Cache Memory Structure

The CPU core will generally send an instruction to load data from some main memory (RAM) address. How would this main memory address be modified for cache access?

The memory address is divided into three parts - Set Index, Block Offset, and Tag.

Consider a cache as a table storing data. A set is a row in a Cache memory table. The block or cache line size is generally 64 bytes. One set (row) of the Cache stores a cache line or a block. One column of the cache memory table stores 1 byte of data. This implies we have 64 columns. How do we know the number of sets?

The size of cache memory table = Number of sets $\times$ Block size

Assume a 64 KB Cache size. The number of sets (or rows in the table) for this Cache is 64KB/64B= 1024.

Next, let us answer how many bits in our main memory address are used for our Cache with 1024 set of blocks size 64 bytes. Consider a main memory address of 32 bits. To identify a unique row in the table (set), we need 10 bits index, since the number of sets = 1024. Similarly, we need 8 bits offset to uniquely identify each of the 64 columns of a block.

Out of the 32 bit, we only need the lower 10+8 = 18 bits to address the Cache. What about the rest of the 32-18 = 14 bits?

As you can notice, two unique 32-bit addresses with the same lower 18 bits can map to the same cache cell. This is expected because a cache size is a subset of the main memory size. We store the rest of the 14 bits as a tag. When we access one memory address, we reserve its full Block in the set and keep its tag in the tag directory (number of rows = number of sets). Next time, we will have a Cache hit when we access another memory address within the same Block. If we access a new memory address with the same set and block offset but a different tag, we call it a cache miss. Then, go to main memory, fetch that entire Block with new tag, and store it in the same set index.

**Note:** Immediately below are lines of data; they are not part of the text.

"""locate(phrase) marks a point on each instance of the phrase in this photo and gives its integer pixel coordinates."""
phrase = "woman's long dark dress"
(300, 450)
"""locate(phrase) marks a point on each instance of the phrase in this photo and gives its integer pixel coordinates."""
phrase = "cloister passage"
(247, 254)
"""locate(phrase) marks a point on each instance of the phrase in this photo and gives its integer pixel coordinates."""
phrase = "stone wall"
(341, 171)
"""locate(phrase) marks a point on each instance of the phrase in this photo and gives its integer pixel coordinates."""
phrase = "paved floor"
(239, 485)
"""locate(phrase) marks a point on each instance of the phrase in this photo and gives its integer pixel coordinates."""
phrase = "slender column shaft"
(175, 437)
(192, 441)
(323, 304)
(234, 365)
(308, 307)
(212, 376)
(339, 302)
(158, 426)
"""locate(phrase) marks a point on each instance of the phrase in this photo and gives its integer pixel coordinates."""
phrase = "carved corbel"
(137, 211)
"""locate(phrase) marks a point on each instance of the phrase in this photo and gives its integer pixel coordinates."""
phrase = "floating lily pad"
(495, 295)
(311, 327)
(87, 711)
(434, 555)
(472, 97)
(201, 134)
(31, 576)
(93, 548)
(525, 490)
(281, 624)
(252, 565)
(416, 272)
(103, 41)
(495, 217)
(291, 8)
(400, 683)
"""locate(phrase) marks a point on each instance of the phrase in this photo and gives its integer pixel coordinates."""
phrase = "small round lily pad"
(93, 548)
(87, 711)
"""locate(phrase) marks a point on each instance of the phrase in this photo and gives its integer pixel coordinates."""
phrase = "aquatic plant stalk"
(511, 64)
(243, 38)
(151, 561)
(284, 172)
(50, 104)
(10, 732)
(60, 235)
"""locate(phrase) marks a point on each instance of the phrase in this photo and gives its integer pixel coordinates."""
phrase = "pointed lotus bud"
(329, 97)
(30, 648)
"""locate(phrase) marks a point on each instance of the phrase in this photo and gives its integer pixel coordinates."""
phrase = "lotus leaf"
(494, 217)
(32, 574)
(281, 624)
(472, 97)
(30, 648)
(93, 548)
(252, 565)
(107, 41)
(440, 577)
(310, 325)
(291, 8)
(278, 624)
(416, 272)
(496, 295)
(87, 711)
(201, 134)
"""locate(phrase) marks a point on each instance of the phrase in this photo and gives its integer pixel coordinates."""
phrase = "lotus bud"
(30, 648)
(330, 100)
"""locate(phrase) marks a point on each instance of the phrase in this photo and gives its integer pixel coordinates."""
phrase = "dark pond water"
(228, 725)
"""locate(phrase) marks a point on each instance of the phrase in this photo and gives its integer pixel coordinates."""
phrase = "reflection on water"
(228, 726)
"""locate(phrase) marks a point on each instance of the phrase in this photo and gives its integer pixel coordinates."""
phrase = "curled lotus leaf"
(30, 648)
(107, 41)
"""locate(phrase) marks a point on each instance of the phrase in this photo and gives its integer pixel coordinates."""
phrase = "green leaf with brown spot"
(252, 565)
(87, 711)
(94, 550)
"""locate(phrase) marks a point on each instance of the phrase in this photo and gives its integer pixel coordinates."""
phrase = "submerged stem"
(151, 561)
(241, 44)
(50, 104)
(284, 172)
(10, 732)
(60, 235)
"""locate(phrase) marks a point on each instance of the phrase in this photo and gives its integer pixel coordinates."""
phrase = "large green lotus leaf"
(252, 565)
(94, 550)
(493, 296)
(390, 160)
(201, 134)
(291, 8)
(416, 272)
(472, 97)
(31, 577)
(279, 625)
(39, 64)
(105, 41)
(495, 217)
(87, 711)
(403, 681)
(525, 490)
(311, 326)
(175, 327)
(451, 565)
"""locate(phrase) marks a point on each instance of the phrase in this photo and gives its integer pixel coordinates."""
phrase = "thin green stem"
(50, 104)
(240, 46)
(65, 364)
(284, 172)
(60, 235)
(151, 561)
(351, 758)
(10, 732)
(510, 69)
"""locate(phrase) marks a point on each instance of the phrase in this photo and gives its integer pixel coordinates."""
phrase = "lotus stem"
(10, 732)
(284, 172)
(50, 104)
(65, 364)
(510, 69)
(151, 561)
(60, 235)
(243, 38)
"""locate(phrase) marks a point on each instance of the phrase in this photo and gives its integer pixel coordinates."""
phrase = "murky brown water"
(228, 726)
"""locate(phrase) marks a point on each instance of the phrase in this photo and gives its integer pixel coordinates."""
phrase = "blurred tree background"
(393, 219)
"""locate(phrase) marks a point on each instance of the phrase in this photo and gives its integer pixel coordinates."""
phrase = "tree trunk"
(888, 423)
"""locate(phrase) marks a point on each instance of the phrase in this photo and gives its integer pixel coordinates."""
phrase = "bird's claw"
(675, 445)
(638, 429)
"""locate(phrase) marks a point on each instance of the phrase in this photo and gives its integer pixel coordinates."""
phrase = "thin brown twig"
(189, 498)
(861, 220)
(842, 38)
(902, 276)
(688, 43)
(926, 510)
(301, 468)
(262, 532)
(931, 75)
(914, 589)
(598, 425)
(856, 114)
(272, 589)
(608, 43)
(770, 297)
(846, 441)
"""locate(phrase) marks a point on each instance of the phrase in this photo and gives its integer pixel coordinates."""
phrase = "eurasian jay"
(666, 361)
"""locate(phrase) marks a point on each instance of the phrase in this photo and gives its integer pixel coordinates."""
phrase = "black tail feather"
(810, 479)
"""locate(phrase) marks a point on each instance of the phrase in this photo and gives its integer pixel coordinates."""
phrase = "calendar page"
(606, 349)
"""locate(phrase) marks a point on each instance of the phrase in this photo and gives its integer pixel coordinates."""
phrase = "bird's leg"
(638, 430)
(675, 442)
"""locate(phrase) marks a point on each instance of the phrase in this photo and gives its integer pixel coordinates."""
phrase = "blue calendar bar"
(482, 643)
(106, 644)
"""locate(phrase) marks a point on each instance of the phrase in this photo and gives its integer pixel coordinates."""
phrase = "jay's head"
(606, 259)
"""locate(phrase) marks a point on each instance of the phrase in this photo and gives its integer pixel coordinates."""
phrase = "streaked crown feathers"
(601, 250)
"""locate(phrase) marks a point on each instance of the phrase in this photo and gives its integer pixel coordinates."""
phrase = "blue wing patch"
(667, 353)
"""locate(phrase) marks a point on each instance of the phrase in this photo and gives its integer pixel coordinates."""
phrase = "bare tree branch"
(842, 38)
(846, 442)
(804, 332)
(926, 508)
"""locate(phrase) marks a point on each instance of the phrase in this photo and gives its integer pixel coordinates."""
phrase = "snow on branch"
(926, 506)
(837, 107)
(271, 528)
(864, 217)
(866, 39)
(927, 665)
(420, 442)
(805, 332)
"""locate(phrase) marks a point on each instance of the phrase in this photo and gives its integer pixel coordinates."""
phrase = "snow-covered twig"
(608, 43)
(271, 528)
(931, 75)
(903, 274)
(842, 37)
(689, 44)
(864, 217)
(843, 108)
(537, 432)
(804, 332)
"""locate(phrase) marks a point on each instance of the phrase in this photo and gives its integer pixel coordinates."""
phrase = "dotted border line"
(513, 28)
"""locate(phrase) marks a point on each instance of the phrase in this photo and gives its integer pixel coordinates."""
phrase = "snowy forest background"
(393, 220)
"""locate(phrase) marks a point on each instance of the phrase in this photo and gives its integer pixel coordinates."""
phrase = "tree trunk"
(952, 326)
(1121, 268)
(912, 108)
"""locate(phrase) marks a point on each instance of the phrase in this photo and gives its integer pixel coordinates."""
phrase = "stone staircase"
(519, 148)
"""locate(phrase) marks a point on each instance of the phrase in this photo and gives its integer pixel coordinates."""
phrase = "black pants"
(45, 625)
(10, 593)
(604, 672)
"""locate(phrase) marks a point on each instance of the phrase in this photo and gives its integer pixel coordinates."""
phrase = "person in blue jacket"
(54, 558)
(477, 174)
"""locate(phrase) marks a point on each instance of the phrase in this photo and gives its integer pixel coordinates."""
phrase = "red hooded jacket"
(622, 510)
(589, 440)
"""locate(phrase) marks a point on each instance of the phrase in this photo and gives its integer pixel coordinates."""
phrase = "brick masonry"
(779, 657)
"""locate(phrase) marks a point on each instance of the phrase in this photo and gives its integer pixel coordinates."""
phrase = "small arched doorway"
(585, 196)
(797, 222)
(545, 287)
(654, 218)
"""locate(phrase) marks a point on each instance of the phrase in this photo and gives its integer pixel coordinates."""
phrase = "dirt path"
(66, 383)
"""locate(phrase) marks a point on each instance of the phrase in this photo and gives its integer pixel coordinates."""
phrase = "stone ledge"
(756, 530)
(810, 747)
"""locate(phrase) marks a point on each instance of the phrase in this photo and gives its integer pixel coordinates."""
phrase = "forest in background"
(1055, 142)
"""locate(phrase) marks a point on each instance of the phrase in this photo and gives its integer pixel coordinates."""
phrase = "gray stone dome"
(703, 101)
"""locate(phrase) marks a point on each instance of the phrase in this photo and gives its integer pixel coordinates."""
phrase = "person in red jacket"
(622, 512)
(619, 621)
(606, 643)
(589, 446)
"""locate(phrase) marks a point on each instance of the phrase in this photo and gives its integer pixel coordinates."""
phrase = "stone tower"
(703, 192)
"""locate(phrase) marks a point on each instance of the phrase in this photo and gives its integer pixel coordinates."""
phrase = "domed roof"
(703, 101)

So far, the type of Cache we looked at is called a direct mapped cache (a.k.a. 1-way set associative Cache). Notice the extra power we burn in storing the tags.

Set Associative Cache

We can store multiple tags in a single row of the cache table. A 2-way set associative cache would mean we store two tags and two blocks of Cache for each row in the table. In this case, the number of sets will drop to half for the same cache size. The address decoder logic will become more complicated, and we will store two times more tags. As a result, we will burn more power.

However, this can increase performance (higher hit rate) because we do not have to evict the older Block with a different tag. In our temporal locality case, if we access that same Block sometime very soon, it is nice to have it stored in the Cache instead of evicting it for another Cache block.

Similarly, a n-way set associative Cache can be built. Each set will have n-Cache blocks. The power consumed is way higher in this case, so performance gains might not be significant.

In an extreme case, we can even construct a fully associative cache! Use a single set with all Cache blocks and directly compare tags to see which one needs access. The main memory address will not require a Set index field for this case. The number of Cache blocks will be determined by the Cache size. Correspondingly, we will choose the number of Block offset bits in the address.